Em pouco tempo o jovem Renato Ratti, desconhecido no mundo do vinho e que não vinha de família aristocrática, ganhou seu espaço e se tornou um dos produtores mais respeitados da região. Renato Ratti tornou-se um nome de referência para os vinhos de Langhe.

Participou diretamente da elaboração das normas e regulamentos que regem as denominações de vinhos de Alba e especialmente com relação à  “DOCG”.

Aperfeiçoou as técnicas de vinificação, maturação e refinamento para o seu Barolo Marcenasco trazendo  ao vinho elegância, sutileza e longevidade digna desta variedade, se tornou desta maneira um dos principais motores da revolução cultural que trouxe os vinhos do Piemonte e da Itália para o conhecimento de todo o mundo.

Renato Ratti faleceu prematuramente em 1988 e seu filho Pietro, assume o comando da vinícola. Nos anos 90, ele continua a obra de ampliação e restauração dos vinhedos da família e continua a busca que seu pai havia iniciado por novas sub zonas únicas e a manutenção do espírito de respeito pelas uvas e vinhas de origem.

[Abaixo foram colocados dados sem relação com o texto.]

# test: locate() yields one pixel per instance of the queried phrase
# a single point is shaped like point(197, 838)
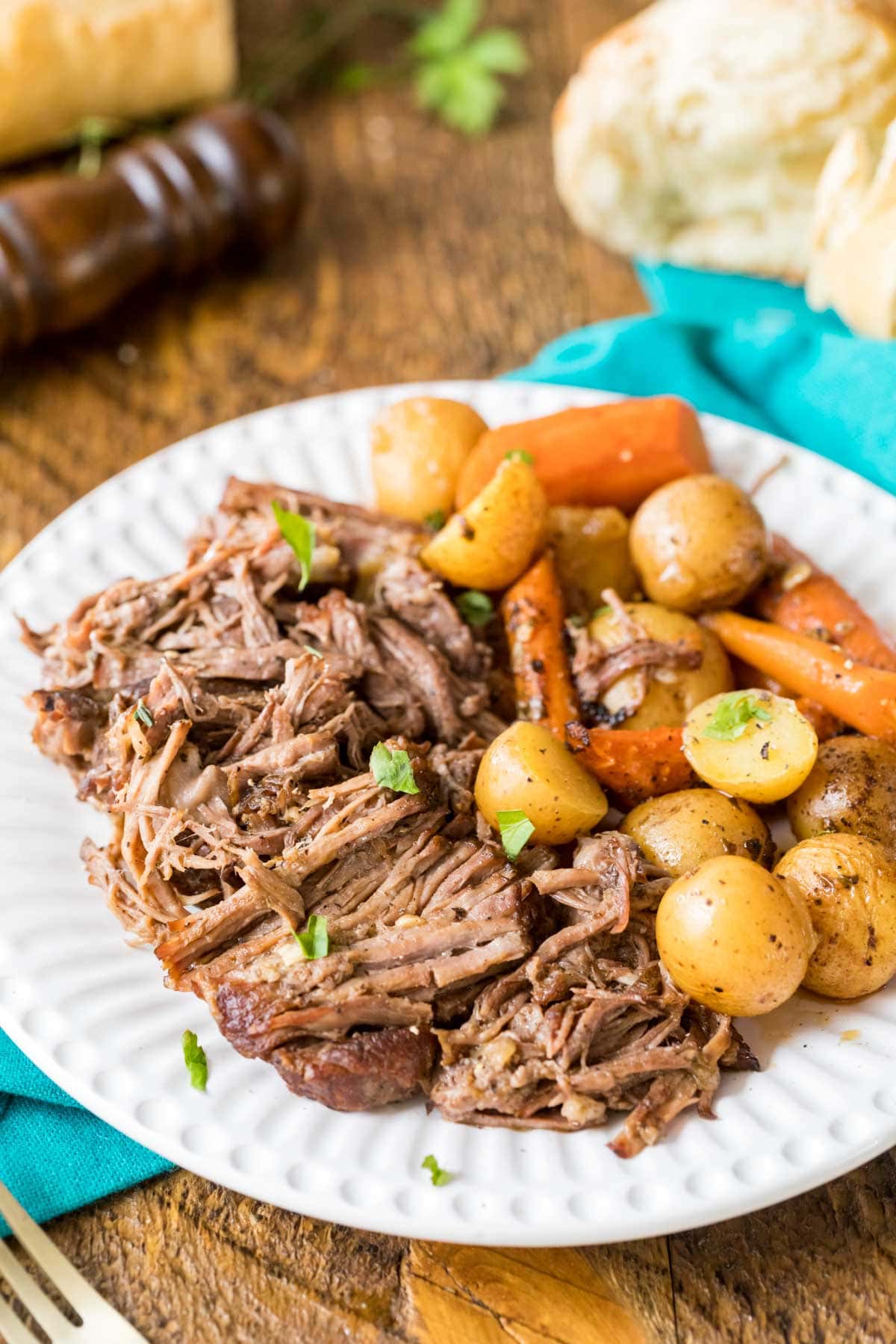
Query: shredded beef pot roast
point(242, 803)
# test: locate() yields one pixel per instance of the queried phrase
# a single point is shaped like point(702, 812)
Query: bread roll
point(697, 131)
point(62, 60)
point(853, 243)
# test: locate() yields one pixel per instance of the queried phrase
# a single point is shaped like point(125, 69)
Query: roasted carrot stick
point(534, 617)
point(633, 764)
point(825, 725)
point(802, 597)
point(597, 455)
point(860, 695)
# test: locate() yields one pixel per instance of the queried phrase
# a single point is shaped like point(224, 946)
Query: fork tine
point(30, 1293)
point(11, 1328)
point(101, 1320)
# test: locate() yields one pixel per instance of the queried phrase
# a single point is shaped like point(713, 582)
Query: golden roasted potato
point(852, 786)
point(848, 885)
point(417, 450)
point(672, 692)
point(497, 534)
point(527, 769)
point(591, 553)
point(751, 744)
point(680, 831)
point(732, 937)
point(699, 544)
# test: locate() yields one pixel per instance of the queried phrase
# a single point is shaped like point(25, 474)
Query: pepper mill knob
point(72, 248)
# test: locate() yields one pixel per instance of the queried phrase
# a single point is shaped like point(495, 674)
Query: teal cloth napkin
point(744, 349)
point(748, 349)
point(54, 1155)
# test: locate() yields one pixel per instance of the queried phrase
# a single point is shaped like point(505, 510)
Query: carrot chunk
point(534, 618)
point(597, 455)
point(633, 764)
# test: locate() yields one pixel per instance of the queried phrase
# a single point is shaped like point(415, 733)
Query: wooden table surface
point(423, 257)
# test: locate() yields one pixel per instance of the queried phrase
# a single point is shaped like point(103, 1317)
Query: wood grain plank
point(574, 1296)
point(817, 1268)
point(422, 255)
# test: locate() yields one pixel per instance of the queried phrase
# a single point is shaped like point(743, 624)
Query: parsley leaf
point(437, 1174)
point(476, 608)
point(393, 769)
point(314, 939)
point(734, 714)
point(143, 714)
point(516, 830)
point(457, 77)
point(301, 535)
point(195, 1061)
point(448, 30)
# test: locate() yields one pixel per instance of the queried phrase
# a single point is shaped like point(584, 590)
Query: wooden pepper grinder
point(72, 248)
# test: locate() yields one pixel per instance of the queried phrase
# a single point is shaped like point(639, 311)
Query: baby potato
point(417, 450)
point(672, 692)
point(494, 541)
point(680, 831)
point(527, 769)
point(850, 788)
point(591, 553)
point(732, 937)
point(699, 544)
point(848, 885)
point(751, 744)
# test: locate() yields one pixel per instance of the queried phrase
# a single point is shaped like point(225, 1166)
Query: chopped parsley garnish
point(301, 535)
point(734, 715)
point(516, 830)
point(195, 1061)
point(314, 939)
point(393, 769)
point(437, 1174)
point(143, 714)
point(476, 608)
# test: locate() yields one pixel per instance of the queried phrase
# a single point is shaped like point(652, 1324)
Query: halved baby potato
point(418, 448)
point(848, 885)
point(494, 541)
point(751, 744)
point(591, 554)
point(680, 831)
point(527, 769)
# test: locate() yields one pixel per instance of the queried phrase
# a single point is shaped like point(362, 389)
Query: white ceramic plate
point(96, 1018)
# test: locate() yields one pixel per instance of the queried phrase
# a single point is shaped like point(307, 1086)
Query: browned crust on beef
point(371, 1068)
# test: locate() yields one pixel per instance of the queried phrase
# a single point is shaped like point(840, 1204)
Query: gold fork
point(101, 1324)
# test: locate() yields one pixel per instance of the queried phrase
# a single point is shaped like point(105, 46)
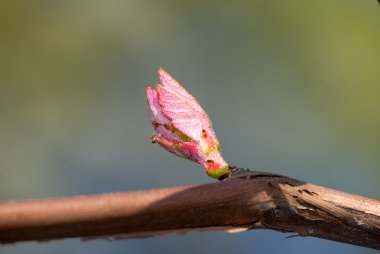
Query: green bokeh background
point(292, 87)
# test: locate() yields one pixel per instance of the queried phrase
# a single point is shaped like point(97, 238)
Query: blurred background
point(292, 87)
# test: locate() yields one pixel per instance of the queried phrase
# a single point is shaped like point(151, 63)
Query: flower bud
point(182, 127)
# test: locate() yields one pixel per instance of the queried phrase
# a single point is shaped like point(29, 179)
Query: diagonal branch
point(248, 200)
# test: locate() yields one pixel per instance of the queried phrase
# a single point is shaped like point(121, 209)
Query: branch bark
point(247, 200)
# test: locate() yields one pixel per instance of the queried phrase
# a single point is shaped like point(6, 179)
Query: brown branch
point(248, 200)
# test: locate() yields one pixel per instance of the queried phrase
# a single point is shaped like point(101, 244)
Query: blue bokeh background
point(292, 87)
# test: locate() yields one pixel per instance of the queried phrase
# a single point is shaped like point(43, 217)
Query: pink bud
point(182, 127)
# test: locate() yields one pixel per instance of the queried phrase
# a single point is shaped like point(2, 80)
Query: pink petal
point(154, 107)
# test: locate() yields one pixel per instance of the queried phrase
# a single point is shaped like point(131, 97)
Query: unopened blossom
point(182, 127)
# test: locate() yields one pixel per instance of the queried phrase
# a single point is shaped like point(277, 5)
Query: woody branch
point(248, 200)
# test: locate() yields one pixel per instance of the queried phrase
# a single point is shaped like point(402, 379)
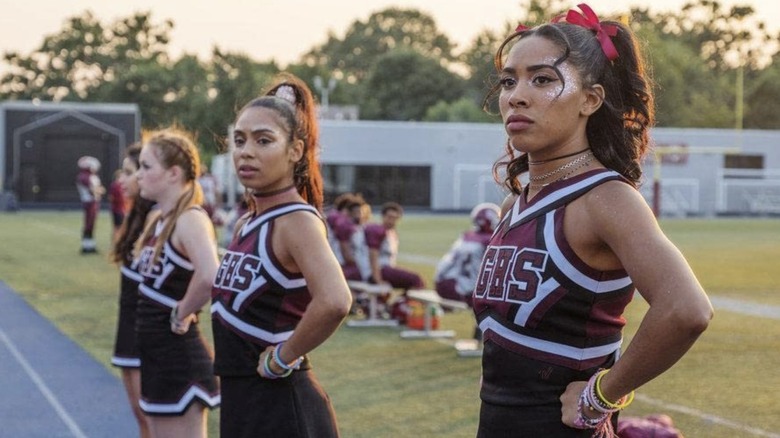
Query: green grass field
point(383, 386)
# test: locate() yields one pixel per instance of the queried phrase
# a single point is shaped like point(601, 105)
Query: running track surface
point(49, 386)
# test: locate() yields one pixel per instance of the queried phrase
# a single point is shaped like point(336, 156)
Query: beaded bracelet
point(602, 424)
point(269, 372)
point(294, 365)
point(622, 403)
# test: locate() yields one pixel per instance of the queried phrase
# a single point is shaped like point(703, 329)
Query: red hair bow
point(589, 20)
point(521, 27)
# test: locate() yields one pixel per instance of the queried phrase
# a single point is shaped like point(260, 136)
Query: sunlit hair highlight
point(174, 147)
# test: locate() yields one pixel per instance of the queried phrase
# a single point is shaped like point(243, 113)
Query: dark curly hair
point(618, 132)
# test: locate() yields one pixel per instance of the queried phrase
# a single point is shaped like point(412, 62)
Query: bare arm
point(679, 309)
point(346, 252)
point(194, 236)
point(376, 270)
point(300, 242)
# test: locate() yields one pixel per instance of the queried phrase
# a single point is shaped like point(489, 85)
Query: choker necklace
point(560, 169)
point(566, 176)
point(273, 192)
point(532, 163)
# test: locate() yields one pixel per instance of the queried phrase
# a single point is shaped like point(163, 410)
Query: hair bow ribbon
point(589, 20)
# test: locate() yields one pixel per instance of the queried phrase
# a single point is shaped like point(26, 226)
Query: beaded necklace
point(566, 176)
point(561, 168)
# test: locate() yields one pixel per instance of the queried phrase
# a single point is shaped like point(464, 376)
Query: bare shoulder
point(300, 223)
point(507, 204)
point(615, 206)
point(194, 217)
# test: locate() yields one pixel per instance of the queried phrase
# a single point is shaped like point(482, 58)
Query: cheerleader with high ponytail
point(576, 239)
point(279, 291)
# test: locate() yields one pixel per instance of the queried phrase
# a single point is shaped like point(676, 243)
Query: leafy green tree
point(725, 38)
point(350, 59)
point(404, 83)
point(234, 80)
point(86, 56)
point(763, 98)
point(685, 87)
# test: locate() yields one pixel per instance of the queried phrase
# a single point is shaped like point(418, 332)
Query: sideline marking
point(74, 428)
point(705, 416)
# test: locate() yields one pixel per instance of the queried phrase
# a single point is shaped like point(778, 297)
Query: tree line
point(713, 67)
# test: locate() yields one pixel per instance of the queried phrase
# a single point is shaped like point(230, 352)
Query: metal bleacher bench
point(431, 299)
point(373, 292)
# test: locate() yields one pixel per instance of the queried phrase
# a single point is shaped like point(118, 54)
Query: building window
point(410, 186)
point(744, 162)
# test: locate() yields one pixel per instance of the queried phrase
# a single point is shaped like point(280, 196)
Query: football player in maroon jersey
point(126, 356)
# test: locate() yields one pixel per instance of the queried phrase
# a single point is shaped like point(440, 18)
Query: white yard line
point(50, 397)
point(707, 417)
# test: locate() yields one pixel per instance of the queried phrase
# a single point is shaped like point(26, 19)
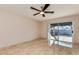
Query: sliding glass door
point(61, 34)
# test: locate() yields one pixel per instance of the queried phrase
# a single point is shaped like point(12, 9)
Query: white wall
point(16, 29)
point(74, 19)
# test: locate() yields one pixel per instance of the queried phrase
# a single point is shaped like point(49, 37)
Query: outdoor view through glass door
point(61, 34)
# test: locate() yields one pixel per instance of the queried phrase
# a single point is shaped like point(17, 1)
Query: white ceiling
point(59, 9)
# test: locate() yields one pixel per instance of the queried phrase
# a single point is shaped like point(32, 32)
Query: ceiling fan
point(42, 11)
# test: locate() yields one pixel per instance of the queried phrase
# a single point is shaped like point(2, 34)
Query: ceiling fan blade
point(43, 15)
point(45, 7)
point(49, 12)
point(34, 8)
point(36, 14)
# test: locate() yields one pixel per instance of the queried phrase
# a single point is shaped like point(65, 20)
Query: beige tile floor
point(39, 47)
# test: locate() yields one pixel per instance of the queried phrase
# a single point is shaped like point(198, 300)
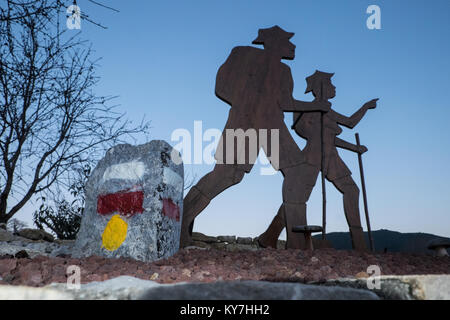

Bem, mas eu ia falar de vinho argentino… Após tres garrafas de Barolo, o Rogério se soltou e consgui convence-lo a gravar cinco vídeos. Aqui abaixo você pode ver o primeiro deles, com o Rogerio falando dos vinhos Mendel do fantástico enólogo e meu amigo Roberto Della Motta. Veja:

 

Prometo depois falar mais de Roberto Della Motta. Saúde. E Grazie Rogerio! Saúde.